八重樫 本来は、新人投手と打撃コーチはあまり接点がないんだけど、石川の場合は彼のほうから積極的に近づいてきてあいさつしてくれたんですよ。彼は秋田出身だけど、僕が会ってきた東北出身者の中では珍しく社交性のあるタイプですね。

ヤクルト1年目、勝利を挙げて若松勉監督(右)と握手する石川ヤクルト1年目、勝利を挙げて若松勉監督(右)と握手する石川この記事に関連する写真を見る――どんなあいさつだったんですか?

八重樫 「青山学院大学出身の石川雅規です」から始まって、青学大の河原井正雄元監督の話になったんです。河原井さんはパチンコがすごく好きらしいんだけど、たまたま僕が移動日に新横浜でパチンコをしている姿を監督が見ていたらしいんです。それで、石川が「八重樫さんがパチンコしている時に、河原井監督もいたそうです」って(笑)。

――とてもかわいらしいあいさつですね(笑)。

八重樫 そうでしょ(笑)。それまで、東北人であんなに人懐っこい人はいなかったから、すごく印象に残っているんですよ。入団してからも、石川にはいろいろなことを質問されました。

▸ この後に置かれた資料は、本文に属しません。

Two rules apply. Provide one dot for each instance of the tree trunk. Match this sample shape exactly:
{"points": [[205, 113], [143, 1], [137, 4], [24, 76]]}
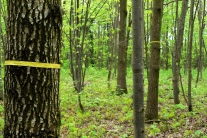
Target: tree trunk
{"points": [[190, 38], [138, 67], [31, 97], [122, 50], [156, 23], [177, 51], [1, 47], [201, 18]]}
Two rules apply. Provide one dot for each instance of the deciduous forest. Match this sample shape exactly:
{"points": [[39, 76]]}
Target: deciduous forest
{"points": [[103, 69]]}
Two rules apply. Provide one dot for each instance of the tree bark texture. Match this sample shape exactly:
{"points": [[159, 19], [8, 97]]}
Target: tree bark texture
{"points": [[1, 47], [189, 56], [138, 67], [177, 51], [32, 94], [156, 22], [122, 50]]}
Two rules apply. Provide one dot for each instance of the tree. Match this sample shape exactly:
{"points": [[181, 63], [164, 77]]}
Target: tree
{"points": [[2, 43], [32, 73], [177, 51], [137, 67], [122, 50], [189, 56], [153, 79]]}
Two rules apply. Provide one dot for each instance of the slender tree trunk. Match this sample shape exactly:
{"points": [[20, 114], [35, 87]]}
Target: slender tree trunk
{"points": [[191, 29], [156, 23], [138, 67], [201, 18], [177, 51], [122, 50], [31, 93], [1, 47]]}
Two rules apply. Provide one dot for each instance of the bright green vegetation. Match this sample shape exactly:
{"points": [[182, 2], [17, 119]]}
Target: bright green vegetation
{"points": [[109, 116]]}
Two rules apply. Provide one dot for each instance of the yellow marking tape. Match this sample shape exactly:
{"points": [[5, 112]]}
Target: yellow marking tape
{"points": [[31, 64], [154, 42]]}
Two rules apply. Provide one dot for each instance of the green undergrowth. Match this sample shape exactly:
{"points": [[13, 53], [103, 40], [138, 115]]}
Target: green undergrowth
{"points": [[110, 116]]}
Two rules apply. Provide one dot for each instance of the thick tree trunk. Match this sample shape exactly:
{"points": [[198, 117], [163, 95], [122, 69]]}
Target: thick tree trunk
{"points": [[138, 67], [122, 50], [156, 22], [31, 93]]}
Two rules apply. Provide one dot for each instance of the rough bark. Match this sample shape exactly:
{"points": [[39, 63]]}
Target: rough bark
{"points": [[122, 50], [138, 67], [190, 38], [152, 98], [177, 51], [1, 47], [201, 19], [31, 97]]}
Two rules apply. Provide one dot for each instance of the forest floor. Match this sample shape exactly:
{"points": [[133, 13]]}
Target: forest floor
{"points": [[109, 116]]}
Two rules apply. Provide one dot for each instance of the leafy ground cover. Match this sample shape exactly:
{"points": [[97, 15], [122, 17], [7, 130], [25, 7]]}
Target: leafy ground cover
{"points": [[109, 116]]}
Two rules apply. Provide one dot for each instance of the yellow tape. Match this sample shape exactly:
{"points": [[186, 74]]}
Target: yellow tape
{"points": [[154, 42], [31, 64]]}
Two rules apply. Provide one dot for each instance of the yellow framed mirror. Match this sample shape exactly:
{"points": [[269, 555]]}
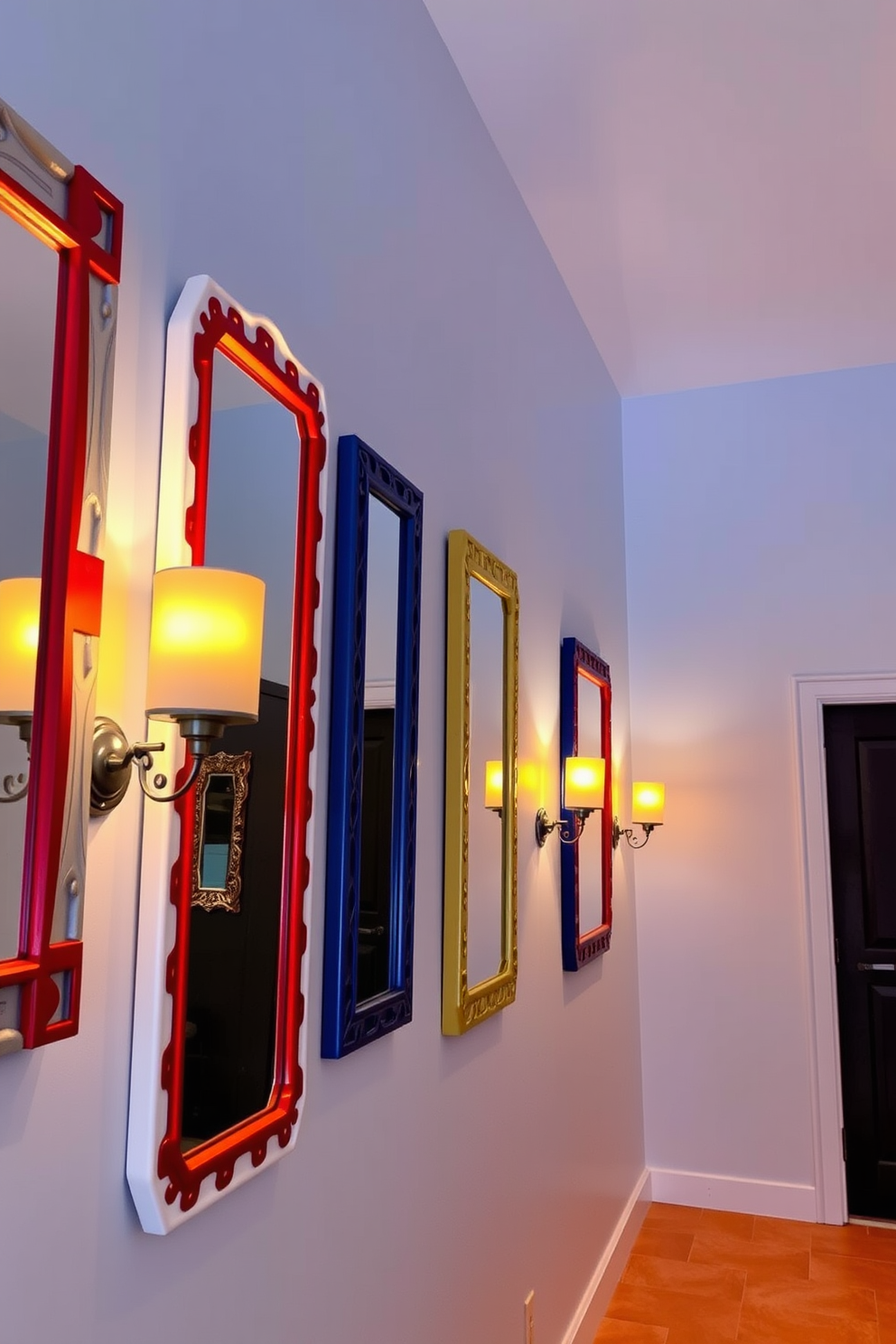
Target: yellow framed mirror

――バッティングコーチである八重樫さんにどんな質問をしたんですか?

八重樫 いろいろ聞かれたけど、石川は僕がキャッチャーだったことを知っていたから、「キャッチャー目線でのアドバイス」が多かったかな。石川は2ケタ勝てるけど、同じくらい負ける。そんな成績が続いていたじゃないですか。それを打破したくて、いろいろアドバイスを求めていたんでしょうね。